# Hi!



## Silver (Aug 11, 2011)

Hello Brothers,
I am a correctional officer in florida, living the suburban dream. Newly initiated on Aug 6, 2011. die hard Gator and jaguar fan. Overwhelmed at first by the memory work, now overwhelmed by the Brothers willing and wanting to help. I am honored to call all of you Brothers!!!!


----------



## kwilbourn (Aug 11, 2011)

Welcome, and congrats on your recent EA.


----------



## Nate Riley (Aug 11, 2011)

Where are you located?

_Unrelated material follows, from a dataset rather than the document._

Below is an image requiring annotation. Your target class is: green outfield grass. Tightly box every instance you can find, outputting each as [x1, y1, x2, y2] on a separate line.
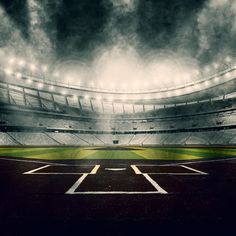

I am in Marianna.


----------



## Silver (Aug 11, 2011)

Lake city


----------



## choppersteve03 (Aug 12, 2011)

Congratulations on taking the first degree,there is so much to learn ,but fear not ea there are many to help.


----------



## SC Heston (Aug 12, 2011)

Congratulations and enjoy the Journey.


----------



## Wayfarer (Aug 12, 2011)

Welcome!


----------



## Bro. Stewart P.M. (Aug 12, 2011)

Welcome to the Community!


----------



## Benton (Aug 13, 2011)

Welcome!


----------



## JTM (Aug 14, 2011)

welcome to the boards.


----------